Ricardo was indeed an internationalist. He never limited himself to national borders. Although he studied conventional forestry in Southern France, he became one of the fiercest opponents to ‘green revolution’ forestry characterized by the industrial tree plantation model. Expanding worldwide and particularly in the South, these plantations, promoted as ‘planted forests’ by the FAO, result in numerous negative social and environmental impacts on local communities. His critique of industrial tree plantations became world-famous.

Incidentally, the social conflicts generated by these plantations also became a topic of doctoral dissertation for one of us (J.-F. G.). In 2006, while we were carrying out research in Southern Cameroon on local resistance to oil palm and rubber monocultures, Ricardo wrote to J.-F. G. saying he wanted to have a closer look at what was going on there as he didn’t have much experience of Central Africa he said. We thus organized a five-day trip for him in the area. This was the first time we met him. For us, a rich and unforgettable encounter. At the airport, he came with his little suitcase, a third of its volume being allocated to mate material (a traditional South American infused drink). His bright and soulful eyes stroke us.

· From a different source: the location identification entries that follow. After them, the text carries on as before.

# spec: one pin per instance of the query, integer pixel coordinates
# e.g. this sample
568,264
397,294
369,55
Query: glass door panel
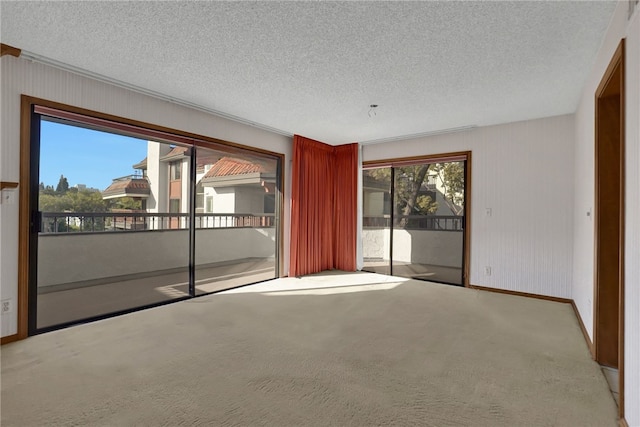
113,231
428,222
376,233
415,227
235,237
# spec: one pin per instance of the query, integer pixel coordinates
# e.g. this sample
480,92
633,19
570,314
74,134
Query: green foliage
126,203
410,188
72,201
63,185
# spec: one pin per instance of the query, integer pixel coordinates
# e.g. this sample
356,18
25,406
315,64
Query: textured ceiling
313,68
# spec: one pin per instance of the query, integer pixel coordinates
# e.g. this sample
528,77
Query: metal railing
416,222
100,222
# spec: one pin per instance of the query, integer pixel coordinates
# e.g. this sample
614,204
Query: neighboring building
224,184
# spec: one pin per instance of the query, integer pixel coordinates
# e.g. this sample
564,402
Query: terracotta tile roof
228,166
127,186
142,164
175,152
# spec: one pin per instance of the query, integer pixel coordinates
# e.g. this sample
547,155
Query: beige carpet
384,353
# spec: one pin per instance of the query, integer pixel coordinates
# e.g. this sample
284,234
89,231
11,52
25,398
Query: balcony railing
416,222
101,222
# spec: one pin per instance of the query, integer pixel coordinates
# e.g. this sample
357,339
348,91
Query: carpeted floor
374,351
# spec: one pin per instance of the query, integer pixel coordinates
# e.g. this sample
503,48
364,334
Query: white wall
632,238
524,172
23,77
584,178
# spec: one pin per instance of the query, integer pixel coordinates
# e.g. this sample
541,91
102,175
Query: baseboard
9,338
583,329
547,298
521,294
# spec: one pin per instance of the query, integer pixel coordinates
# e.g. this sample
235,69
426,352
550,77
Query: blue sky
86,156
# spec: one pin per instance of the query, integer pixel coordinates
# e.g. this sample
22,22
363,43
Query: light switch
8,197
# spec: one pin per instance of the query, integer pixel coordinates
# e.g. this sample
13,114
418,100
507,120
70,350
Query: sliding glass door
414,219
126,217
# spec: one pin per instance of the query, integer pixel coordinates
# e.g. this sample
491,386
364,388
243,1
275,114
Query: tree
411,196
63,185
126,203
451,175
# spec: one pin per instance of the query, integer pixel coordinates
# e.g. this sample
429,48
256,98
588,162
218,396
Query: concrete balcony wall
69,258
443,248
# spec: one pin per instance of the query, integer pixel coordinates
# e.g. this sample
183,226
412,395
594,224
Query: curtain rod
119,83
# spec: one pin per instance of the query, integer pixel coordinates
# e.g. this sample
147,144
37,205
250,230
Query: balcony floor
67,305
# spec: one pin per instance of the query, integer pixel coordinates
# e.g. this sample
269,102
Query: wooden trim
583,328
546,298
522,294
8,184
281,255
5,49
417,159
621,243
24,222
612,84
467,221
8,339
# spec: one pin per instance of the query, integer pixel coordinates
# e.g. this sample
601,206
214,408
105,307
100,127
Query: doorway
118,222
415,217
608,345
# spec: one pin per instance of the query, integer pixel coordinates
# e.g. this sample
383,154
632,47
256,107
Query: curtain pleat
345,207
323,207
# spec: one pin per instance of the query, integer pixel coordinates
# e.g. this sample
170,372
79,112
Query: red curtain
323,207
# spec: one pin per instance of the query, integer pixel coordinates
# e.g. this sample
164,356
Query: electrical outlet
6,306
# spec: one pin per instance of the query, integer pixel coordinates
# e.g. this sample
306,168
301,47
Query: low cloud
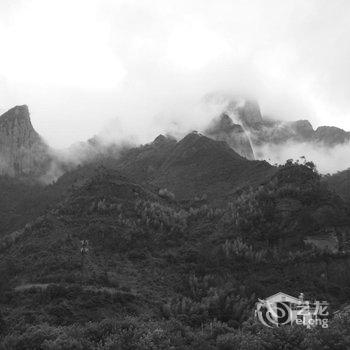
327,160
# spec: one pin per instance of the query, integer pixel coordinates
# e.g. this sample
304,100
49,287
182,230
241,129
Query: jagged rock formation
223,129
22,150
331,136
263,130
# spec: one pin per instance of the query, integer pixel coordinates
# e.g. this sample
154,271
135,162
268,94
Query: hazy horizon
138,68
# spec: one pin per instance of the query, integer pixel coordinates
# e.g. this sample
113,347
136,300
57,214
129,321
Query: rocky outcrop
223,129
22,150
331,136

During the day, we discussed with Bantu peasants, plantation workers and Bagyeli hunters-gatherers, and during the long evenings in Kribi, the three of us talked about politics, research and personal experiences. His humanity and ability to create a contact with persons from different backgrounds was unusual.

Ricardo was always quite skeptical about the value of science without any direct political involvement of the researcher. He told us he became aware of the impacts of industrial tree monocultures by reading Vandana Shiva’s books at the end of the ‘80s. Together with Larry Lohmann, he then published a landmark book, ‘Pulping the South’ (1996), that turned into a classic of the environmentalist literature. This book contains the theoretical premises of the ‘environmentalism of the poor’, includes well-documented case studies from all over the world, and also displays a very practical-political side directly helpful to activists.

Two years after this publication, the WRM launched its campaign against industrial tree monocultures. This campaign aims at generating conscience on and organizing opposition to this type of forestry development worldwide. It also demands from the FAO to change its forest definition that considers industrial tree plantations as forests, with a very strong and, since the start of the campaign, widespread slogan: ‘Tree plantations are not forests’. It urges governments not to include tree plantations as carbon sinks in the Clean Development Mechanism of the Kyoto Protocol. The campaign is also very critical of market-based certification, carbon markets and agro-fuels. Because this position is coherent, ethically solid, and based on first-hand local activist knowledge, several major international organizations such as the FSC, CIFOR or FAO cannot afford to ignore it. In that sense, the WRM’s impact is surprisingly important in view of its ‘anti-capitalist’ political line. During the campaign, Ricardo wrote some memorable articles, notably his ‘Ten replies to ten lies’ (1999).

Since this field visit in Cameroon, Ricardo returned several times to Africa. We have constantly exchanged emails and texts and we met again in Johannesburg and Quito. He never lost his enthusiasm. He wrote to J.-F. G. last year how much he was learning from speaking to people about oil palm in rural Central Africa. To us, Ricardo exemplified the lucidity and humanity of ‘activist knowledge’. He was one of the world’s best political ecologists. His radical spirit will remain alive.